The same way Jupiter and Saturn passed closest to each during their own conjunction last December, each planet in turn will pass closest to the sun on the dates above. Obviously, the sun's brilliance means they'll be swamped in its glow and invisible for a time until they reemerge in the dawn sky. That won't happen until the end of February. When you see them again you'll be amazed by how much Jupiter has outpaced Saturn. On Feb. 28 they'll be 8 degrees, or nearly a fist, apart!
From the moon, stars are visible day and night because there's virtually no atmosphere to scatter the sun's light and turn the sky blue. I suspect that even on Jupiter's conjunction day if you covered the sun with you hand and carefully looked 1/2 degree just to its south you'd see the planet gleaming. It's fun to use our imaginations this way, but you also have another option — the orbiting Solar and Heliospheric Observatory (SOHO).
Multiple times a day SOHO takes photos of the sun and its nearby environment with a coronagraph, a specialized instrument that uses a mask to block the solar glare so astronomers can see all the cool things happening right up to its edge. These include enormous, flame-thrower-like particle bursts called coronal mass ejections (CMEs), daytime comets as well as planets when they're at or near conjunction with the sun. When Saturn and Jupiter are at conjunction, go to the SOHO site and click on the LASCO C3 image, and you'll see each planet as a bright "star" next to the hidden sun. Or you can begin earlier. Saturn made its first appearance in the LASCO C3 on Jan. 15 and Jupiter arrives on the 19th.
A bright new face will briefly replace Jupiter and Saturn at dusk from now until month's end — Mercury. Midway between Jupiter and Saturn in brightness, Mercury will hover low in the southwestern sky. For the next few days you can spot it between 45 minutes and an hour after sunset about 4 degrees (two fingers held together horizontally at arm's length) above the horizon. Its elevation increases in the coming week to 10 days to 8 degrees. This will provide multiple opportunities to see the quick-footed planet in case you're battling clouds.

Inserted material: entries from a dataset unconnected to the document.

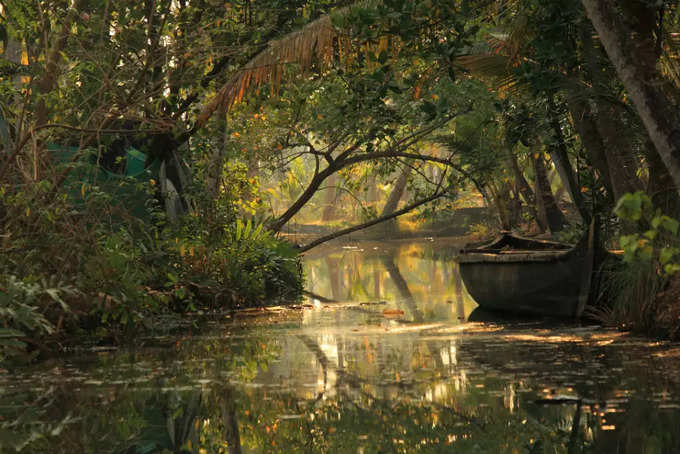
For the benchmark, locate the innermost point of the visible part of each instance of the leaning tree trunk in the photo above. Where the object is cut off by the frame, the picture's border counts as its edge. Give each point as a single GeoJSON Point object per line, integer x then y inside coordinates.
{"type": "Point", "coordinates": [524, 189]}
{"type": "Point", "coordinates": [546, 204]}
{"type": "Point", "coordinates": [629, 54]}
{"type": "Point", "coordinates": [394, 198]}
{"type": "Point", "coordinates": [591, 140]}
{"type": "Point", "coordinates": [560, 157]}
{"type": "Point", "coordinates": [330, 198]}
{"type": "Point", "coordinates": [618, 150]}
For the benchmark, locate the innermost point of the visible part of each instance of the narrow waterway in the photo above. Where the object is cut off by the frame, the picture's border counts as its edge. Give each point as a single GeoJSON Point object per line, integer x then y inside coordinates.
{"type": "Point", "coordinates": [381, 358]}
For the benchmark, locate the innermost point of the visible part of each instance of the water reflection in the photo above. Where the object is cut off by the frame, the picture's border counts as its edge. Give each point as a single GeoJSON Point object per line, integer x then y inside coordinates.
{"type": "Point", "coordinates": [389, 367]}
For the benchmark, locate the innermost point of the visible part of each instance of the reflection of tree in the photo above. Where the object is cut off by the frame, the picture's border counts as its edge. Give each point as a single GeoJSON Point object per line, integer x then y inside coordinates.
{"type": "Point", "coordinates": [332, 263]}
{"type": "Point", "coordinates": [402, 286]}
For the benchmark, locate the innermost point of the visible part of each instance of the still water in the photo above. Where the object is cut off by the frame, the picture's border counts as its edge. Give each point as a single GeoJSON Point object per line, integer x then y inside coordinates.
{"type": "Point", "coordinates": [381, 359]}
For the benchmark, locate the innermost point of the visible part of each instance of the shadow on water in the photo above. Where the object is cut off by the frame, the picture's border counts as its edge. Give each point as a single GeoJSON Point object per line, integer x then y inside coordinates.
{"type": "Point", "coordinates": [392, 366]}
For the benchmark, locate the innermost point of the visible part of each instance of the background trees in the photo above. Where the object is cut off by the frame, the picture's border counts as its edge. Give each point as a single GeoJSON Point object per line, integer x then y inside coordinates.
{"type": "Point", "coordinates": [551, 111]}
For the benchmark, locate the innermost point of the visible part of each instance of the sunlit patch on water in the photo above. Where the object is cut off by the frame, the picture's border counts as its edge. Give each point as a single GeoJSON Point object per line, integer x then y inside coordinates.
{"type": "Point", "coordinates": [342, 377]}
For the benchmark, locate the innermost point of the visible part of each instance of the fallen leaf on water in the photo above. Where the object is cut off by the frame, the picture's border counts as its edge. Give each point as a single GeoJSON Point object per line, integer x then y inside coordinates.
{"type": "Point", "coordinates": [393, 313]}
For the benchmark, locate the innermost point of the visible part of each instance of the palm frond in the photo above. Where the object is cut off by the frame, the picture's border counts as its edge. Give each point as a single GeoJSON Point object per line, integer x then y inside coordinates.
{"type": "Point", "coordinates": [314, 42]}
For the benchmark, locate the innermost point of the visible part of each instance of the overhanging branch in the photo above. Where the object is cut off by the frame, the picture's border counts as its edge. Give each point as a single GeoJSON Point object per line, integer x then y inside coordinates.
{"type": "Point", "coordinates": [339, 233]}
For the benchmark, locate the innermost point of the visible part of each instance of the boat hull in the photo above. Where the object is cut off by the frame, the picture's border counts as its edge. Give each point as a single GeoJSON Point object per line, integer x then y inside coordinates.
{"type": "Point", "coordinates": [545, 287]}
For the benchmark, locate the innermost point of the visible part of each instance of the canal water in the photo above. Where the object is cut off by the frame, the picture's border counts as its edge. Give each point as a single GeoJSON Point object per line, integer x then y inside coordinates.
{"type": "Point", "coordinates": [387, 355]}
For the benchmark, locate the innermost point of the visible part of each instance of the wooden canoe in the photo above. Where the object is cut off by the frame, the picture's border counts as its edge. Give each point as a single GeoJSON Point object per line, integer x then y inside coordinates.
{"type": "Point", "coordinates": [523, 275]}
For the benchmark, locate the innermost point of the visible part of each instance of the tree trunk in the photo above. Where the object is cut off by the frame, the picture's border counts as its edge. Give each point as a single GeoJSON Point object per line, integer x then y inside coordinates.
{"type": "Point", "coordinates": [560, 157]}
{"type": "Point", "coordinates": [394, 198]}
{"type": "Point", "coordinates": [525, 190]}
{"type": "Point", "coordinates": [591, 140]}
{"type": "Point", "coordinates": [618, 150]}
{"type": "Point", "coordinates": [330, 198]}
{"type": "Point", "coordinates": [546, 204]}
{"type": "Point", "coordinates": [629, 54]}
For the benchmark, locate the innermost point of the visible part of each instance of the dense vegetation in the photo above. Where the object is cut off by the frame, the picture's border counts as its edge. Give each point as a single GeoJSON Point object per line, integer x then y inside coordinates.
{"type": "Point", "coordinates": [250, 116]}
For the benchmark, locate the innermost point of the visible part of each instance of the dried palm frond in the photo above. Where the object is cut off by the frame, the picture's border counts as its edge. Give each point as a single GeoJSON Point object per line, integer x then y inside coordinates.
{"type": "Point", "coordinates": [314, 42]}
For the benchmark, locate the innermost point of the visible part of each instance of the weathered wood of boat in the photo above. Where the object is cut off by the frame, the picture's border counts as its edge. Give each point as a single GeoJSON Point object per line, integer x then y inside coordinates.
{"type": "Point", "coordinates": [524, 275]}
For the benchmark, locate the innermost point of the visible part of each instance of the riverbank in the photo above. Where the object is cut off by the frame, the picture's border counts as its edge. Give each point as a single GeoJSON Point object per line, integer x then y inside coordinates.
{"type": "Point", "coordinates": [393, 366]}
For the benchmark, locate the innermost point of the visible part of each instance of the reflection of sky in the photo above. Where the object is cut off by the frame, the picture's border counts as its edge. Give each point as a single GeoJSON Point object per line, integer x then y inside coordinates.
{"type": "Point", "coordinates": [361, 358]}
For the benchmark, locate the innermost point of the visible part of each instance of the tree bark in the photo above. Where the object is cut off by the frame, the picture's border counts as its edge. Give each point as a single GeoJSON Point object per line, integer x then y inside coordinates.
{"type": "Point", "coordinates": [524, 189]}
{"type": "Point", "coordinates": [560, 157]}
{"type": "Point", "coordinates": [629, 54]}
{"type": "Point", "coordinates": [393, 199]}
{"type": "Point", "coordinates": [584, 123]}
{"type": "Point", "coordinates": [330, 199]}
{"type": "Point", "coordinates": [546, 204]}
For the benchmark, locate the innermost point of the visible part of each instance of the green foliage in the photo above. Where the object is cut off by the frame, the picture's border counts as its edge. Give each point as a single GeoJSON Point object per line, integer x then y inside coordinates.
{"type": "Point", "coordinates": [657, 241]}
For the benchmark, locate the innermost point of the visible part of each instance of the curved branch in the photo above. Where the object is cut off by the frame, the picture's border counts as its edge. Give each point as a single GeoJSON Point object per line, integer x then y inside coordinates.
{"type": "Point", "coordinates": [373, 222]}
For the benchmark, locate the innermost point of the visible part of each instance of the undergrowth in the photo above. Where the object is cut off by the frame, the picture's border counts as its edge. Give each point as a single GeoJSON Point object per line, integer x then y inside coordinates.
{"type": "Point", "coordinates": [74, 261]}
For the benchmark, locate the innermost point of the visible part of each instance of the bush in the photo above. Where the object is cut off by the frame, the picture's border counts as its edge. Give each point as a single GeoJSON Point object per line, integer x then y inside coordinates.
{"type": "Point", "coordinates": [76, 260]}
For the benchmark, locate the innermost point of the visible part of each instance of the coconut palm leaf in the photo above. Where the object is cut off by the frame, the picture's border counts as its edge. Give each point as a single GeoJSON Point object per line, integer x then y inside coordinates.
{"type": "Point", "coordinates": [314, 43]}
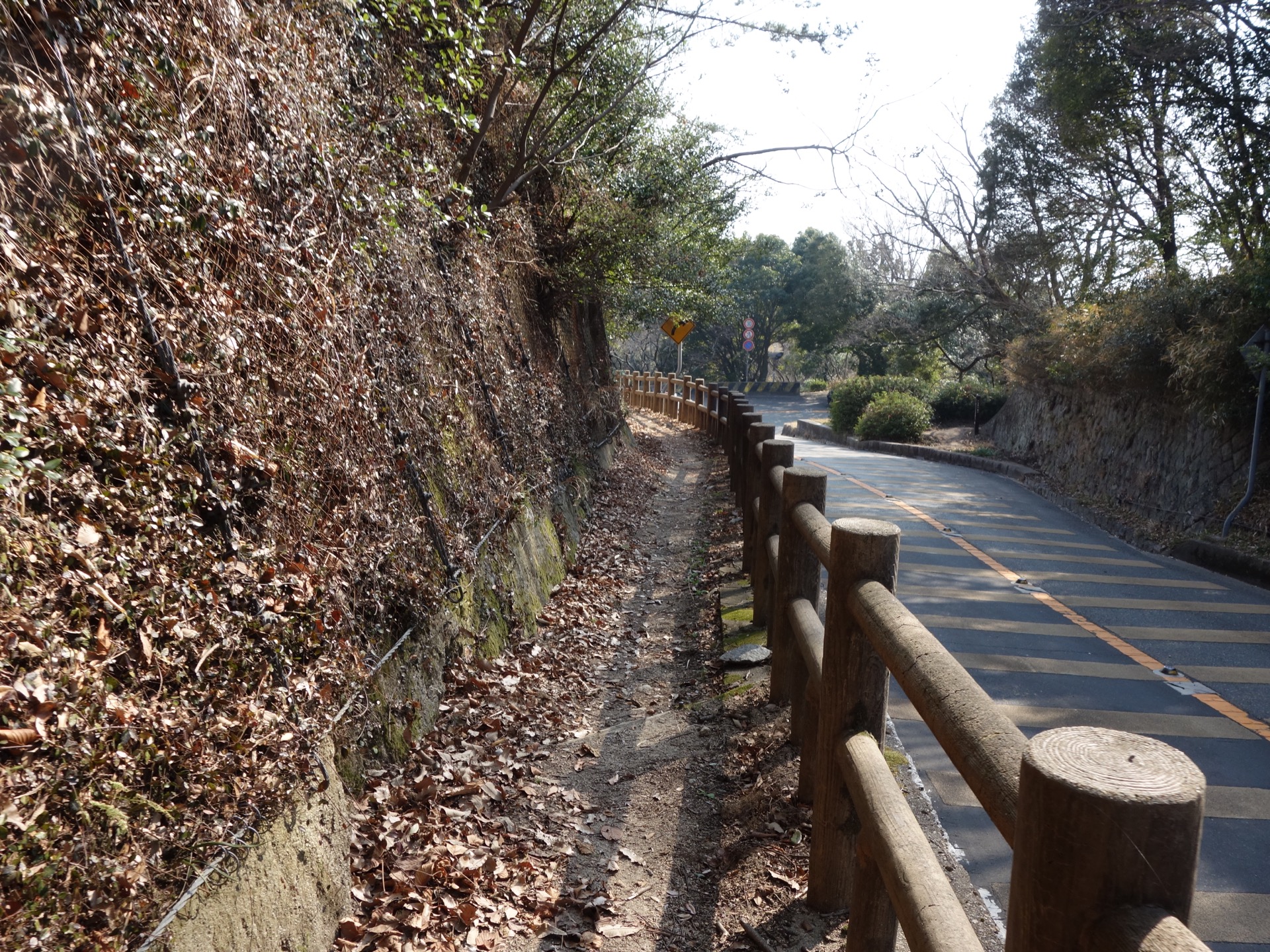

Although Mercury is nearly twice as close to the sun as Venus it's not nearly as hot. With a surface temperature of 330 degrees (167 C) you could boil tea in a second, but Venus is far more torrid. There the temperature sizzles at 900 degrees (465 C), hot enough to melt zinc. The planet's extremely dense atmosphere is composed of 96.5 percent carbon dioxide. CO2 traps heat from the sun, driving a non-stop greenhouse effect that made the temperature skyrocket.
Mercury is the smallest planet with a diameter of 3,032 miles (4,880 km), about twice as big as the dwarf planet Pluto. Because it takes just 88 days to circle the sun, Mercury never sticks around for long. We see it for a few weeks at dusk before it heads back into the solar glare. A couple weeks later it's back at dawn. And the fact that it's close to the sun means it never strays far from its glow. For observers in mid-northern and mid-southern latitudes Mercury is only visible during twilight. During the course of a year the planet goes around the sun more than four times, bouncing from evening to morning sky and back again like a ping pong ball.